CEVA has announced that Nicolas Sartini, who currently holds the position of Group Chief Operating Officer and Deputy CEO has been appointed Chief Executive Officer, commencing June 2019.

Rodolphe Saadé, Chairman and CEO of CMA CGM has been elected as Chairman of the CEVA Board of Directors with Rolf Watter acting as Vice-Chairman.

CEVA will implement a new strategic plan, prepared jointly with CMA CGM, in hopes that the two teams working together will drive improvements in CEVA’s financial performance after a challenging first quarter.

2019 Q1 results

Revenue increased by 1.1% in constant currencies to $1,698m. On a reported basis, the revenue in the first quarter declined by 5.2% year-on-year due to negative translation of foreign currencies. EBITDA was $134m in the first quarter of 2019. On a pre-IFRS 16 basis the Group’s EBITDA was $36m resulting in an EBITDA margin of 2.1%.

Revenue at the Anji-CEVA joint venture amounted to $369m, an increase of 6.6% in comparison to the same period of 2018. In constant currencies, revenue increased by 13.2% and EBITDA was $22m.

Revenue in Freight Management decreased by 0.7% to $797m in the first quarter of 2019 (Q1 2018: $803m). At constant currency rates, revenue increase by 3.8% year-on-year. CEVA continued to experience good volume growth in Ocean, up 6.2% year-on-year to 192,900 TEUs. Ocean yield was $288/ TEU, which demonstrated a strong increase compared with the fourth quarter of 2018 ($226/ TEU). EBITDA in the Freight Management division was down $2m year-on-year to $13m and EBITDA margins were down 30bps at 1.6%.

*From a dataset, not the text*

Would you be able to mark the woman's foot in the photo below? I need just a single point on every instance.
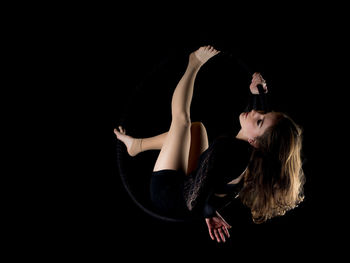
(202, 55)
(132, 144)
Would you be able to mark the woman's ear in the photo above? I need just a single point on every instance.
(253, 142)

Air volumes decreased by 6.9% year-on-year, mainly from downtrading of some trade lanes and a selective approach to new business whilst Air yield increased by 2.2%. Air Freight reported weaker volumes than in the same period last year. The translation effect of some currencies negatively impacted EBITDA by a further $3m.

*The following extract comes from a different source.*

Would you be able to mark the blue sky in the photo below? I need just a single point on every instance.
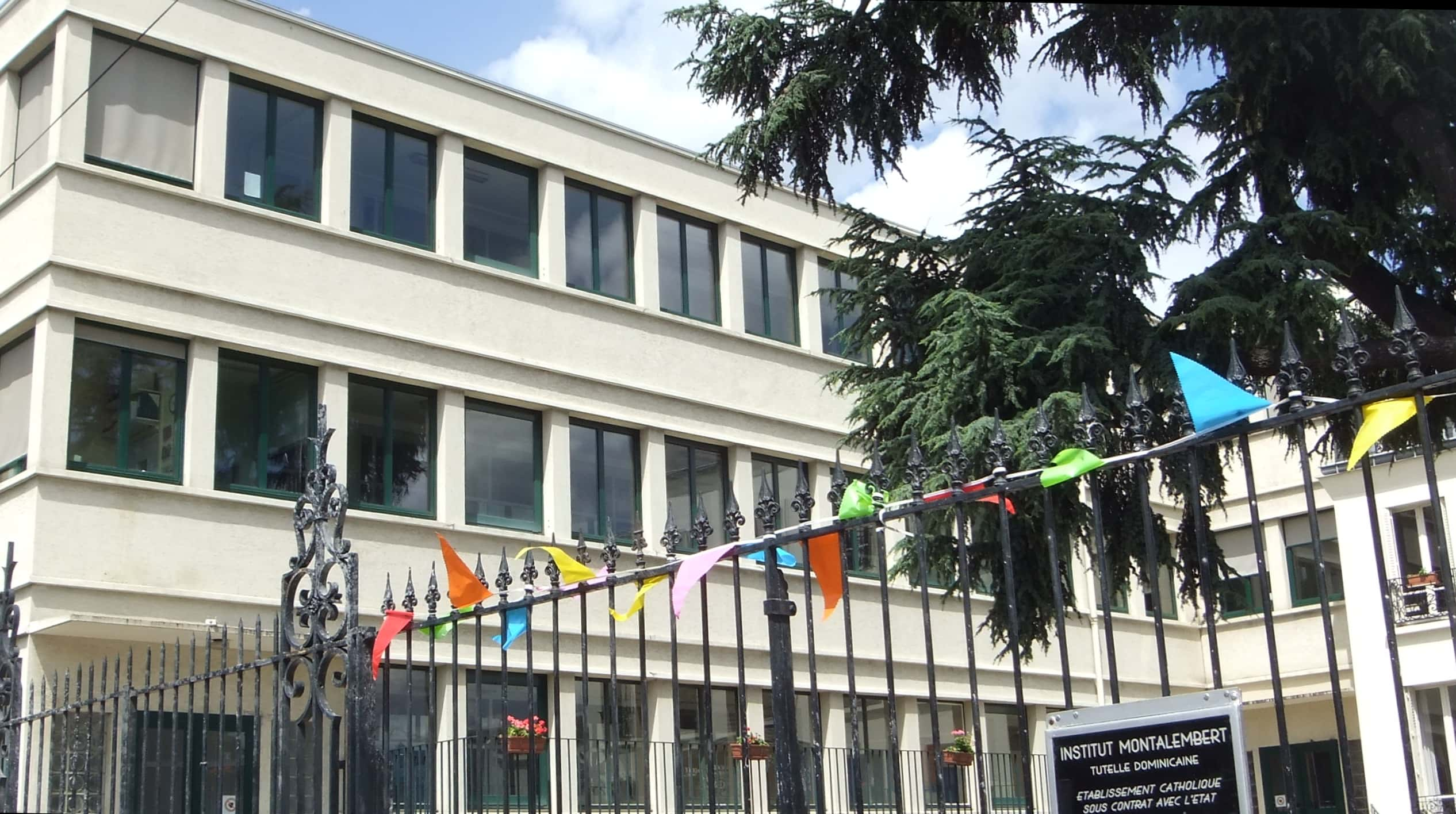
(616, 60)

Revenue in Contract Logistics decreased by 8.7% to $901m (Q1 2018: $987m) due to significant currency impact hitting major geographies. At constant currency rates, revenue decreased by 1.1% year-on-year. EBITDA was down by $15m to $23m (Q1 2018: $38m). Despite productivity improvements in the majority of geographies and structural margin improvement in several low margin contracts, one of the two challenging contracts in Italy continued to weigh on the Group’s overall performance, and an additional provision of $10m was taken as described above. In addition, unexpected factory shutdowns in the automotive sector have negatively impacted performance in Central Europe and Brazil. As a consequence, the EBITDA margin was down 130 bps, a year-on-year decrease of 2.6%.